Knowledge Management

Avoid High Modernist Design in your Knowledge Base

Whether you're using Tana, Notion, or any other tool to manage knowledge and collaborate – that's the one thing you want to avoid.

Avoid High Modernist Design in your Knowledge Base
Photo illustration by Cortex Futura. Original via (lorem ipsum)

Avoid High Modernist Design in your Knowledge Base. Whether you're using Tana, Notion, or any other tool to manage knowledge and collaborate – that's the one thing you want to avoid.

What is "High Modernism"? It's a term from James Scott's fantastic book "Seeing Like A State" and describes, slightly condensing, "uncritical optimism about comprehensive planning." It's been applied to everything from forestry to city planning – and you should avoid it.

So what does it have to do with team knowledge bases? When we decide to create a system to document things, to build a wiki, to collaborate, it's very easy to start by designing such a system from scratch. Tabula rasa, out with the old, in with the new. Don't do that.

The reason why you don't want to start from a totally blank state is this: You'll ignore "local knowledge" – and open the door to unintended, negative effects of your re-design. Take the example of "scientific forestry", developed in the 18th century: Scientific forestry was a concept developed in Prussia that later spread to France, the US, the UK and throughout the British Empire. It's goal was simple: maximize the constant output of timber from forests. And it worked! For a while...

To maximize the constant output of timber, a new measurement was created: the "standard tree" or "Normalbaum". This "standard tree" had a certain height, developed at a certain speed, and was planted in soldierly straight rows. Same type of tree, straight lines, no underbrush...

Image of a 'standard tree' planted in soldierly straight rows
Not a forest, but actually a plantation

And the first crop was fantastic! Huge yields, much profit, oh wow! But the second yield...sucked, to be frank. And it didn't get better. Why? Because mono-crop trees planted in straight lines without underbrush destroys the eco-system of the forrest. Soil doesn't build up, beneficial species lose their habitat, pests for that one type of tree can munch on a whole forest at once, and storms devastate whole areas instead of felling individual trees.

Image of a forest flattened by a storm
A flattened forest

What does this have to do with knowledge management again? Destroying the eco-system of the forest, replacing it with a tree plantation, effectively, also destroyed "local knowledge" of forests. There are myriad of uses of the elm tree – but if all you plant is Norway spruce, all that knowledge dies.

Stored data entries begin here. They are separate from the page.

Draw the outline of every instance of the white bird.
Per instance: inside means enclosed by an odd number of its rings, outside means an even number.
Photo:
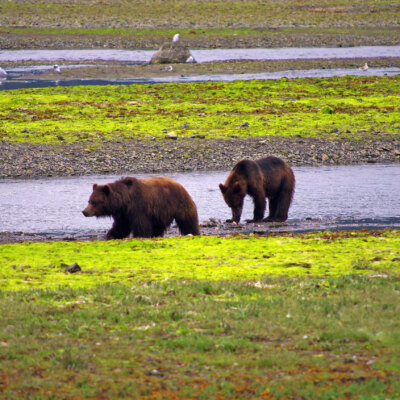
[[[164,71],[167,71],[167,72],[171,72],[173,70],[174,70],[174,68],[172,67],[172,65],[169,65],[168,67],[164,68]]]
[[[179,42],[179,33],[177,33],[177,34],[172,38],[172,41],[173,41],[174,43],[178,43],[178,42]]]
[[[0,79],[5,78],[7,76],[7,72],[0,67]]]
[[[55,65],[53,65],[53,71],[55,71],[55,72],[61,72],[61,69],[60,69],[60,67],[59,67],[57,64],[55,64]]]
[[[368,64],[365,63],[360,69],[366,71],[368,69]]]
[[[190,57],[188,57],[188,59],[185,62],[194,63],[194,58],[192,56],[190,56]]]

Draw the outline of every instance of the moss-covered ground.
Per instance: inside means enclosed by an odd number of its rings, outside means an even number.
[[[398,399],[399,260],[396,230],[2,245],[0,397]]]
[[[0,92],[3,140],[399,134],[398,77],[57,87]]]
[[[260,279],[398,271],[399,232],[314,233],[288,237],[173,237],[0,246],[0,288],[94,287],[165,279]],[[78,263],[83,272],[65,274]],[[399,270],[400,271],[400,270]]]

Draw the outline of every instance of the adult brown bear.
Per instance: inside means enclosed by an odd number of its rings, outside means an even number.
[[[254,201],[254,217],[248,222],[264,218],[265,198],[268,198],[269,215],[264,221],[286,221],[294,186],[293,171],[280,158],[270,156],[256,161],[239,161],[225,184],[219,185],[226,204],[232,209],[232,219],[227,222],[240,221],[246,194]]]
[[[198,235],[197,208],[189,193],[169,178],[123,178],[107,185],[93,185],[85,217],[114,219],[107,239],[163,236],[175,219],[183,235]]]

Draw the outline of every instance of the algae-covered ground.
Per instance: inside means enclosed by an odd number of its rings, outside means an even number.
[[[392,0],[1,1],[0,48],[157,48],[399,44]]]
[[[0,289],[397,272],[399,232],[373,232],[4,244],[0,245]],[[83,272],[66,274],[65,266],[74,263]]]
[[[4,399],[400,396],[397,230],[25,243],[0,257]]]
[[[57,87],[0,92],[1,139],[399,134],[398,77]]]

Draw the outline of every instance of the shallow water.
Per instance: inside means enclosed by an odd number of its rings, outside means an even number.
[[[297,167],[296,193],[290,221],[307,218],[343,221],[357,227],[400,223],[400,165]],[[231,217],[218,188],[225,172],[175,173],[197,204],[200,221]],[[150,177],[154,175],[136,175]],[[85,218],[93,183],[108,183],[119,176],[85,176],[42,180],[0,181],[0,231],[77,233],[109,229],[111,219]],[[252,217],[246,198],[242,221]]]
[[[280,79],[280,78],[329,78],[333,76],[393,76],[400,75],[400,68],[370,68],[361,71],[358,68],[346,69],[310,69],[263,72],[257,74],[220,74],[220,75],[194,75],[194,76],[169,76],[162,78],[137,78],[137,79],[70,79],[70,80],[6,80],[0,82],[0,90],[29,89],[52,86],[92,86],[92,85],[132,85],[168,82],[231,82],[235,80],[251,79]]]
[[[155,50],[8,50],[0,51],[0,62],[22,60],[109,60],[149,62]],[[287,47],[272,49],[191,50],[197,62],[228,60],[284,60],[313,58],[399,57],[400,46]]]

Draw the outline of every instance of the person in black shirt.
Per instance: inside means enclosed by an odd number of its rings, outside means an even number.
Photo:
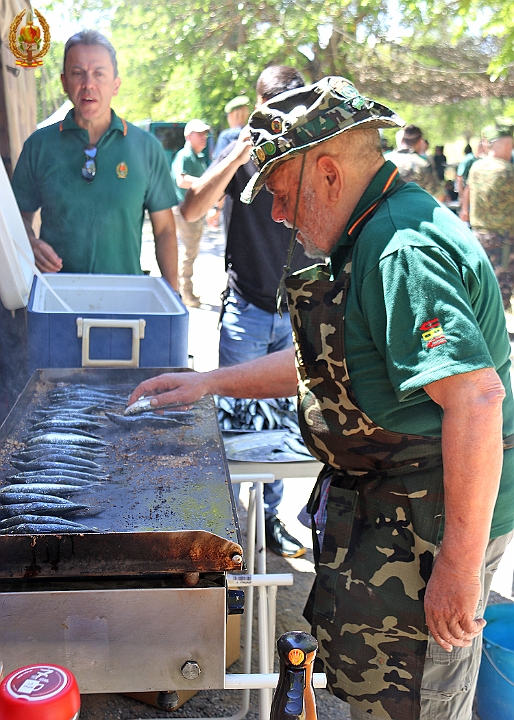
[[[444,180],[444,173],[446,170],[446,155],[444,154],[444,146],[435,146],[434,165],[439,180]]]
[[[270,66],[257,80],[257,103],[303,85],[303,77],[297,70],[284,65]],[[281,317],[276,303],[291,230],[271,219],[272,197],[268,193],[260,193],[252,205],[245,205],[239,199],[257,172],[250,160],[250,147],[249,133],[243,129],[238,140],[228,145],[192,185],[181,205],[184,218],[191,221],[204,215],[224,196],[228,284],[223,295],[220,367],[237,365],[292,345],[287,307],[283,305]],[[312,260],[297,244],[291,269],[299,270],[311,264]],[[267,544],[277,555],[299,557],[305,548],[277,516],[282,494],[282,480],[264,486]]]

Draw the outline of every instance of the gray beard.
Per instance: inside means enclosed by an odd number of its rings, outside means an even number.
[[[316,198],[316,193],[310,182],[306,181],[302,190],[303,202],[306,211],[306,215],[309,220],[309,224],[315,228],[323,226],[323,213],[319,206],[319,201]],[[308,230],[307,230],[308,232]],[[311,231],[312,232],[312,231]],[[309,235],[299,231],[297,233],[298,242],[303,245],[303,249],[308,258],[313,260],[326,260],[327,254],[325,250],[322,250],[315,241]]]
[[[299,231],[296,237],[308,258],[312,258],[313,260],[326,260],[327,256],[325,251],[321,250],[310,238],[305,237],[305,235],[302,235]]]

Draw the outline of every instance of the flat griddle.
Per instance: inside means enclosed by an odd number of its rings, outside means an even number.
[[[184,372],[173,369],[173,372]],[[11,454],[30,430],[27,417],[48,406],[59,383],[113,392],[169,368],[36,370],[0,427],[0,485],[17,472]],[[110,409],[123,412],[123,406]],[[208,396],[194,403],[194,424],[125,430],[108,421],[102,466],[109,479],[73,495],[90,503],[73,516],[98,532],[0,536],[0,578],[97,577],[241,569],[240,534],[228,466]],[[234,560],[232,559],[234,557]]]

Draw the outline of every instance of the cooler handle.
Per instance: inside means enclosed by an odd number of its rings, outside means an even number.
[[[145,336],[146,320],[108,320],[77,318],[77,337],[82,338],[82,367],[139,367],[140,341]],[[132,330],[132,357],[130,360],[93,360],[89,357],[89,332],[92,327],[129,328]]]

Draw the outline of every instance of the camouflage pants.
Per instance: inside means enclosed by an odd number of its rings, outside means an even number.
[[[494,268],[502,294],[503,307],[510,310],[514,290],[514,237],[508,232],[483,230],[474,232]]]
[[[513,536],[514,531],[489,541],[482,565],[482,595],[477,617],[483,614],[493,575]],[[451,653],[429,637],[421,682],[420,720],[471,720],[481,655],[482,635],[473,640],[471,647],[454,648]],[[350,717],[352,720],[384,720],[354,708],[351,708]]]

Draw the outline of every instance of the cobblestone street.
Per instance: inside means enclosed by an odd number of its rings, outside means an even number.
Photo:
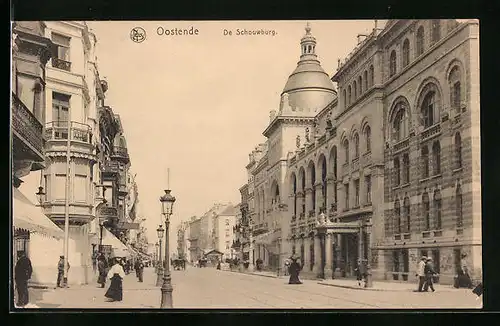
[[[160,289],[154,269],[145,270],[144,282],[134,274],[124,280],[122,302],[106,302],[106,289],[96,285],[69,289],[30,289],[31,303],[40,308],[158,308]],[[360,291],[325,286],[304,280],[289,285],[286,278],[188,267],[172,272],[174,308],[265,308],[265,309],[418,309],[480,308],[482,302],[470,290],[436,285],[435,293],[411,291]],[[108,284],[109,285],[109,284]]]

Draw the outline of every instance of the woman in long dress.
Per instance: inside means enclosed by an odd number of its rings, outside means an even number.
[[[290,271],[290,279],[288,281],[288,284],[302,284],[302,282],[299,280],[299,273],[300,270],[302,269],[300,263],[297,262],[298,257],[297,256],[292,256],[290,257],[290,260],[292,261],[290,263],[289,271]]]
[[[97,278],[97,283],[101,285],[101,288],[106,284],[106,260],[103,255],[97,258],[97,270],[99,271],[99,277]]]
[[[122,301],[123,299],[123,278],[125,271],[120,264],[120,259],[116,258],[113,267],[108,272],[108,278],[111,280],[108,291],[104,295],[110,301]]]

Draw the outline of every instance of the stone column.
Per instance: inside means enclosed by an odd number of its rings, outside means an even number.
[[[249,236],[249,251],[248,251],[248,271],[253,272],[254,266],[253,266],[253,250],[254,250],[254,245],[253,245],[253,236],[252,236],[252,231],[250,230],[250,236]]]
[[[314,235],[314,238],[312,239],[314,241],[314,266],[313,266],[313,273],[314,276],[319,277],[321,274],[321,262],[322,262],[322,249],[321,249],[321,234],[316,233]]]
[[[316,189],[316,209],[314,211],[315,216],[318,216],[320,213],[321,206],[323,204],[323,193],[322,193],[322,184],[318,182],[314,185]]]
[[[303,271],[309,271],[310,254],[309,254],[309,238],[306,236],[302,239],[302,244],[304,244],[304,257],[302,257]]]
[[[333,178],[333,176],[329,176],[327,179],[326,179],[326,187],[327,187],[327,190],[326,190],[326,209],[327,209],[327,212],[325,214],[328,215],[328,213],[330,212],[330,207],[332,207],[332,204],[335,203],[335,180]]]
[[[332,252],[332,238],[333,234],[332,233],[327,233],[325,234],[325,279],[332,279],[333,278],[333,270],[332,270],[332,265],[333,265],[333,252]]]
[[[312,209],[312,188],[306,188],[306,219],[309,217],[309,211]]]

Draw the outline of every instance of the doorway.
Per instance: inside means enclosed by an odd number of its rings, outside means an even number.
[[[354,277],[358,260],[359,239],[356,234],[343,234],[341,241],[341,255],[346,277]]]

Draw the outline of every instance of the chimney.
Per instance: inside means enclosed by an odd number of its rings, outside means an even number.
[[[358,34],[358,44],[363,42],[367,37],[368,35],[366,34]]]

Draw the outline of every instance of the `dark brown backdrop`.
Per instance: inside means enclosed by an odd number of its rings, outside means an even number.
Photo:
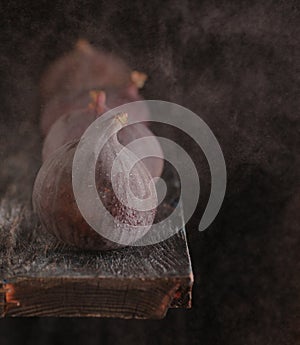
[[[31,135],[41,72],[83,36],[146,72],[146,98],[201,115],[229,181],[217,219],[197,232],[209,175],[194,151],[206,187],[188,224],[192,310],[162,321],[0,320],[1,344],[300,344],[297,3],[2,2],[0,154],[8,137]]]

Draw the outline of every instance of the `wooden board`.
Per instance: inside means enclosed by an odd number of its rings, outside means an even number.
[[[109,252],[73,249],[41,229],[31,208],[41,145],[27,126],[31,136],[20,137],[21,145],[9,136],[1,142],[1,317],[162,318],[170,307],[190,307],[184,229],[156,245]],[[168,207],[164,203],[160,212]]]

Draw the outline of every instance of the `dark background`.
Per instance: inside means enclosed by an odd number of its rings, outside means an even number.
[[[188,224],[191,310],[161,321],[5,319],[0,344],[300,344],[299,2],[11,0],[1,21],[0,145],[32,135],[28,121],[37,130],[42,71],[85,37],[146,72],[146,98],[206,121],[228,186],[199,233],[209,175],[191,150],[206,186]]]

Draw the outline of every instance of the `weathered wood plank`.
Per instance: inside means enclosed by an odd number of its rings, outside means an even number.
[[[5,284],[4,316],[162,318],[181,285],[181,278],[16,278]]]

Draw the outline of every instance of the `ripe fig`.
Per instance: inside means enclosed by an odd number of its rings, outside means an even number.
[[[80,39],[71,52],[49,66],[40,90],[43,102],[47,102],[56,95],[68,97],[95,88],[122,89],[130,82],[131,70],[122,59]]]
[[[122,114],[107,120],[105,131],[99,133],[99,140],[120,130],[124,118],[126,116]],[[112,180],[113,163],[123,149],[117,134],[111,136],[97,158],[95,184],[98,196],[111,217],[93,212],[99,200],[88,198],[83,202],[91,210],[94,222],[103,231],[117,234],[117,238],[114,237],[116,240],[111,240],[96,232],[77,206],[72,187],[72,165],[77,145],[78,140],[75,140],[58,148],[43,163],[37,175],[32,198],[34,210],[43,227],[62,242],[81,249],[108,250],[140,239],[153,224],[157,206],[155,186],[144,164],[138,161],[129,173],[133,154],[127,150],[122,153],[117,173],[113,177],[115,180]],[[148,199],[155,206],[145,211],[132,208],[132,195],[141,203]]]
[[[71,113],[74,110],[83,109],[86,108],[90,102],[90,93],[101,90],[105,92],[106,94],[106,104],[107,107],[112,109],[115,107],[118,107],[120,105],[135,102],[135,101],[141,101],[143,98],[138,93],[135,85],[128,85],[125,89],[122,90],[116,90],[116,89],[93,89],[93,90],[84,90],[80,94],[74,96],[71,95],[69,97],[67,96],[61,96],[56,97],[50,101],[48,101],[43,107],[42,107],[42,113],[41,113],[41,122],[40,127],[43,136],[46,136],[49,132],[51,126],[55,123],[57,119],[59,119],[61,116]],[[129,122],[131,120],[142,120],[142,121],[149,121],[150,115],[148,108],[144,103],[140,103],[138,105],[137,110],[134,112],[131,112],[129,114]],[[146,124],[146,123],[145,123]]]
[[[90,95],[93,97],[93,103],[90,103],[88,107],[69,112],[57,119],[52,125],[44,141],[42,152],[43,161],[53,154],[60,146],[75,139],[80,139],[88,126],[95,121],[98,116],[108,110],[105,104],[105,93],[103,91],[93,91]],[[129,116],[129,119],[130,118]],[[132,151],[138,157],[141,157],[143,151],[145,151],[144,146],[151,146],[152,151],[155,152],[155,156],[146,158],[143,162],[152,177],[159,177],[161,175],[164,163],[163,159],[159,157],[163,156],[162,149],[154,134],[143,123],[135,123],[126,126],[119,132],[118,138],[120,143],[124,146],[136,139],[145,138],[145,143],[139,146],[135,145]]]
[[[105,91],[107,105],[115,108],[141,100],[138,89],[146,79],[144,73],[132,71],[120,58],[79,40],[69,54],[50,65],[41,79],[43,135],[61,115],[84,107],[90,90]],[[147,109],[142,106],[137,116],[143,121],[149,119]]]

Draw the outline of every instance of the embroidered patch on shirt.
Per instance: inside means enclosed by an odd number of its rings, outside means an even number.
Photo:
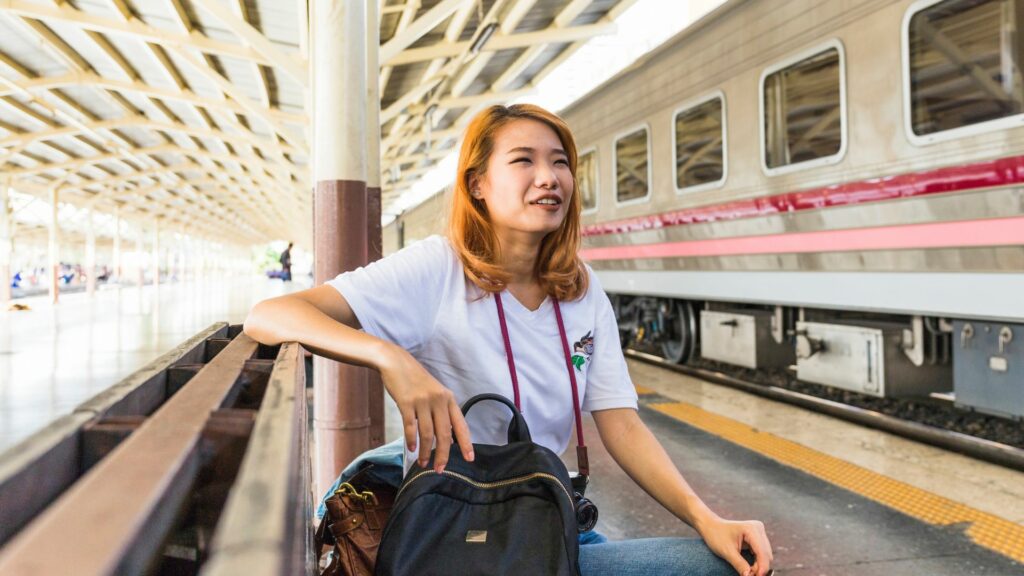
[[[583,372],[583,365],[590,360],[590,355],[594,353],[594,337],[587,332],[573,343],[572,350],[572,365],[576,367],[577,372]]]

Screenshot of a text espousing the myriad uses of an elm tree: Elm is a timber of most singular use, especially whereby it may be continually dry, or wet, in extremes; therefore proper for water works, mills, the ladles and soles of the wheel, pumps, aqueducts, ship planks below the water line, . .. also for wheelwrights, handles for the single handsaw, rails and gates. Elm is not so apt to rive [split] ... and is used for chopping blocks, blocks for the hat maker, trunks and boxes to be covered with leather, coffins and dressers and shovelboard tables of great length; also for the carver and those curious workers of fruitage, foliage, shields, statues and most of the ornaments appertaining to the orders of architecture. ... And finally . .. the use of the very leaves of this tree, especially the female, is not to be despised, ... for they will prove of great relief to cattle in the winter and scorching summers when hay and fodder is dear. . .. The green leaf of the elms contused heals a green wound or cut, and boiled with the bark, consolidates bone fractures.
The myriad uses of an elm tree

Let's apply this to team knowledge: If you design your knowledge base "from the top down", without tightly coupling it with the local knowledge of the teams working with it – it will break eventually. And "break" here can simply mean "no-one uses it" – because a knowledge base that gets ignored is useless.

Concretely: If I say "all SOPs for all departments go into this folder because it makes finding them easier" but there are SOPs with details not everyone in the company is supposed to see... I've ignored the "local knowledge" of that split and designed a system doomed to fail.

Now this is not meant to say that you shouldn't consciously design your systems, quite the contrary! Purposeful design is really important to building systems that deliver on what they are supposed to. The point is that a purely top-down, "rational" approach won't work.

What you want to do is set out with a simple goal for your knowledge base system and then do three things:

  1. Let the system develop naturally for a bit
  2. Then ask the people who are using the system where it's failing
  3. Iterate on the system and do the loop again

And this, of course, applies to any app you might be using: Tana, Notion, Logseq, whatever. Start with a simple design, take in the "local knowledge" of the people using the system, and iterate – avoid the high modernist, top-down-only approach.